JULIAN C. LEE

Professor

Education:

B.S., University of California, Davis, 1966

M.S., San Diego State University, 1973

Ph.D., University of Kansas, 1977

Field: Vertebrate ecology and systematics; herpetology, with emphasis on Neotropical forms

Research Interests:

Much of my work concerns morphological character variation within and among populations of frogs and lizards and the ecological and evolutionary inferences that can be drawn from analysis of that variation. I use multivariate morphometric approaches to test hypotheses about the morphological basis of anuran mating success, to examine variation in size and shape of amphibians along environmental gradients, and to explore ancestor-descendant relationships within populations of lizards.

Most recently, my research efforts have focused on the phenetics of the lizard Anolis sagrei, an unusually successful Caribbean species that has, within the past 45 years, colonized three-quarters of the Florida peninsula. Because the circumstances of the colonization are unusually well documented, and because collections of the species were made early in the colonization, the system affords an opportunity to assess the direction, magnitude and rate of phenotypic differentiation in a colonizing species.

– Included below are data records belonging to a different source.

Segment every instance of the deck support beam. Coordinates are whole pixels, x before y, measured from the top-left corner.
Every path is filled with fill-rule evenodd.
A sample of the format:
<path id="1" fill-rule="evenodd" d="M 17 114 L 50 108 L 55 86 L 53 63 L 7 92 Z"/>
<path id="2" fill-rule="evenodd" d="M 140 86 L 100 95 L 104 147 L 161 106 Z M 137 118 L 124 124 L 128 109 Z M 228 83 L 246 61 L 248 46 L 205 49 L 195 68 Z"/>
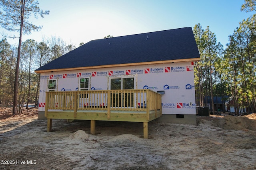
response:
<path id="1" fill-rule="evenodd" d="M 95 120 L 91 120 L 91 134 L 92 135 L 95 135 L 95 125 L 96 124 L 96 121 Z"/>
<path id="2" fill-rule="evenodd" d="M 148 122 L 143 122 L 143 133 L 144 139 L 148 139 Z"/>
<path id="3" fill-rule="evenodd" d="M 52 131 L 52 119 L 47 119 L 47 132 Z"/>

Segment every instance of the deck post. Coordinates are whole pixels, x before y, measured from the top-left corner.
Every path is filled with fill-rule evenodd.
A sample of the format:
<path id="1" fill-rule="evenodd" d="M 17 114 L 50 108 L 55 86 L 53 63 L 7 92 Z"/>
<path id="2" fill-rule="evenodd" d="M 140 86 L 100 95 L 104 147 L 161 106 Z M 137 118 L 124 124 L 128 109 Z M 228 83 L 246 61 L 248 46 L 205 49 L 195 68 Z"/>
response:
<path id="1" fill-rule="evenodd" d="M 78 100 L 78 95 L 77 94 L 77 92 L 76 91 L 74 93 L 74 117 L 76 118 L 76 111 L 77 111 L 77 107 L 78 105 L 77 104 Z"/>
<path id="2" fill-rule="evenodd" d="M 96 124 L 96 121 L 95 120 L 91 120 L 91 134 L 92 135 L 95 135 L 95 125 Z"/>
<path id="3" fill-rule="evenodd" d="M 143 122 L 143 133 L 144 139 L 148 139 L 148 122 Z"/>
<path id="4" fill-rule="evenodd" d="M 49 105 L 49 99 L 48 98 L 48 94 L 47 92 L 45 93 L 45 106 L 44 108 L 44 116 L 47 117 L 47 113 L 48 112 L 48 106 Z"/>
<path id="5" fill-rule="evenodd" d="M 52 119 L 47 119 L 47 132 L 52 131 Z"/>
<path id="6" fill-rule="evenodd" d="M 108 91 L 108 119 L 110 118 L 110 91 Z"/>

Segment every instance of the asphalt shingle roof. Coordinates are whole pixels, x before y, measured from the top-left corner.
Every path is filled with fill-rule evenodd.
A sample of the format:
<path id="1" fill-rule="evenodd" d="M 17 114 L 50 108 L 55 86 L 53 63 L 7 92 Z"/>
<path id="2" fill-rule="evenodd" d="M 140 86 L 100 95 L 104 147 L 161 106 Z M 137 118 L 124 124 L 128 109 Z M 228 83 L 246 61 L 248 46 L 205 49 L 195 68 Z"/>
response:
<path id="1" fill-rule="evenodd" d="M 188 27 L 92 40 L 36 71 L 200 58 Z"/>

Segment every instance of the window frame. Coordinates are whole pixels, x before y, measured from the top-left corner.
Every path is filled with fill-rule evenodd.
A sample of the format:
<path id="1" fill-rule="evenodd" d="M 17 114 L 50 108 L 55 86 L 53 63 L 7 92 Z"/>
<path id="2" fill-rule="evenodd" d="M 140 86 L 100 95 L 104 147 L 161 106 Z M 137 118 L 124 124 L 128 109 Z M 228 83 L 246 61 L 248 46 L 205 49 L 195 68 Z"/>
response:
<path id="1" fill-rule="evenodd" d="M 49 82 L 49 82 L 50 81 L 52 81 L 52 81 L 54 80 L 55 81 L 55 88 L 49 88 Z M 47 80 L 47 92 L 56 92 L 57 88 L 57 82 L 58 82 L 58 79 L 48 79 Z"/>
<path id="2" fill-rule="evenodd" d="M 81 88 L 80 87 L 80 85 L 81 84 L 81 80 L 82 79 L 88 79 L 88 82 L 86 82 L 86 83 L 83 83 L 84 84 L 85 83 L 86 84 L 88 84 L 88 87 L 83 87 Z M 84 90 L 86 90 L 86 91 L 88 91 L 89 90 L 89 89 L 90 89 L 90 78 L 88 77 L 80 77 L 79 78 L 79 82 L 78 82 L 78 90 L 80 91 L 84 91 Z"/>

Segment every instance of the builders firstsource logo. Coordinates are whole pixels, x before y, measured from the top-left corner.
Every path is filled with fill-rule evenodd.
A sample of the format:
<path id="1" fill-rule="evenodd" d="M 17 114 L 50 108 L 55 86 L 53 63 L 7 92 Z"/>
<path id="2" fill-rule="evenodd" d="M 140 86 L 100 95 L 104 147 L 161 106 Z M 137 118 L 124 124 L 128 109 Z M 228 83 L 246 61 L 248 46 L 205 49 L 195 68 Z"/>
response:
<path id="1" fill-rule="evenodd" d="M 125 71 L 125 74 L 126 75 L 139 74 L 143 74 L 143 70 L 139 69 L 135 69 L 132 70 L 126 70 Z"/>
<path id="2" fill-rule="evenodd" d="M 145 74 L 149 73 L 160 73 L 164 72 L 163 68 L 145 68 L 144 73 Z"/>
<path id="3" fill-rule="evenodd" d="M 124 74 L 125 72 L 123 70 L 108 71 L 108 75 L 109 76 L 116 76 L 118 75 L 124 75 Z"/>
<path id="4" fill-rule="evenodd" d="M 194 71 L 194 65 L 187 66 L 187 71 Z"/>
<path id="5" fill-rule="evenodd" d="M 177 109 L 195 109 L 196 104 L 192 102 L 177 103 Z"/>
<path id="6" fill-rule="evenodd" d="M 177 103 L 177 109 L 183 109 L 183 104 L 182 103 Z"/>
<path id="7" fill-rule="evenodd" d="M 171 67 L 171 72 L 184 72 L 185 71 L 184 67 Z"/>

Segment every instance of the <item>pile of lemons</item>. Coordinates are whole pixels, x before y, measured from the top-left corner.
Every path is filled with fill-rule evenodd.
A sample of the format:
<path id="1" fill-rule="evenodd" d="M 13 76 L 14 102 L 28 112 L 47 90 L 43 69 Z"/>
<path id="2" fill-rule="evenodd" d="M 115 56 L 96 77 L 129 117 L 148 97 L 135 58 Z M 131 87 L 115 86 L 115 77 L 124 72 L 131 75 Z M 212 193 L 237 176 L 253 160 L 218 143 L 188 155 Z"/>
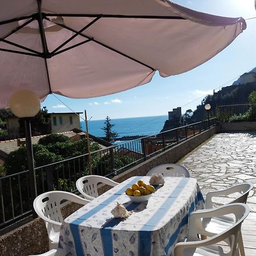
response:
<path id="1" fill-rule="evenodd" d="M 142 180 L 138 180 L 132 185 L 131 188 L 127 188 L 125 193 L 128 196 L 140 196 L 150 195 L 155 191 L 153 186 L 147 185 Z"/>

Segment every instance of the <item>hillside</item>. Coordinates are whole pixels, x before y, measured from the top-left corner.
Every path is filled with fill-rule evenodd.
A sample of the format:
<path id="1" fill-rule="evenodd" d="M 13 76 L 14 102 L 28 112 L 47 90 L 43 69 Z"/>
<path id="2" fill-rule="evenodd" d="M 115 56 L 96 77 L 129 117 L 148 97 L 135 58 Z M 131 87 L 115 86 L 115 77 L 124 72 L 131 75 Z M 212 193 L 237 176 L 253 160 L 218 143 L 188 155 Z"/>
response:
<path id="1" fill-rule="evenodd" d="M 205 104 L 210 104 L 210 111 L 214 115 L 217 106 L 246 103 L 248 96 L 253 91 L 256 91 L 256 68 L 243 74 L 232 85 L 223 87 L 218 92 L 214 92 L 213 95 L 207 96 L 194 111 L 191 122 L 205 118 Z"/>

Recent Representative Publications:

Lee, J. C., Clayton, D., Eisenstein, S. and I. Perez. 1990. The reproductive cycle of Anolis sagrei in southern Florida. Copeia. 1989: 930-937.

Lee, J. C. 1990. Sources of extraneous variation in the study of meristic characters: the effect of size and of inter-observer variability. Syst. Zool. 39: 31-39.

Lee, J. C. 1990. Creatures of the Maya. Nat. Hist. January: 44-51.

Lee, J. C. 1992. Anolis sagrei in Florida: phenetics of a colonizing species III. West Indian and Middle American Comparisons. Copeia. 1992: 942-945.

Lee, J. C. 1993. Size and shape of neotropical frogs: a precipitation gradient analysis. Occ. Pap. Mus. Nat. Hist., Univ. of Kan. 163: 1-20.

Lee, J. C. 1996. Amphibians and Reptiles of the Yucatan Peninsula. Cornell University Press, Ithaca and London.

Lee, J. C. 2000. A field guide to the amphibians and reptiles of the Maya world. Cornell University Press, Ithaca and London. xi + 402 pp.

Lee, Julian C. 2001. Evolution of a secondary sexual dimorphism in the toad, Bufo marinus. Copeia 2001:928-935.

Lee, Julian C. and Alberto D. Corrales. 2002. Sexual dimorphism in hindlimb muscle mass is associated with male reproductive success in Bufo marinus. J. Herpetol. 36:502-505.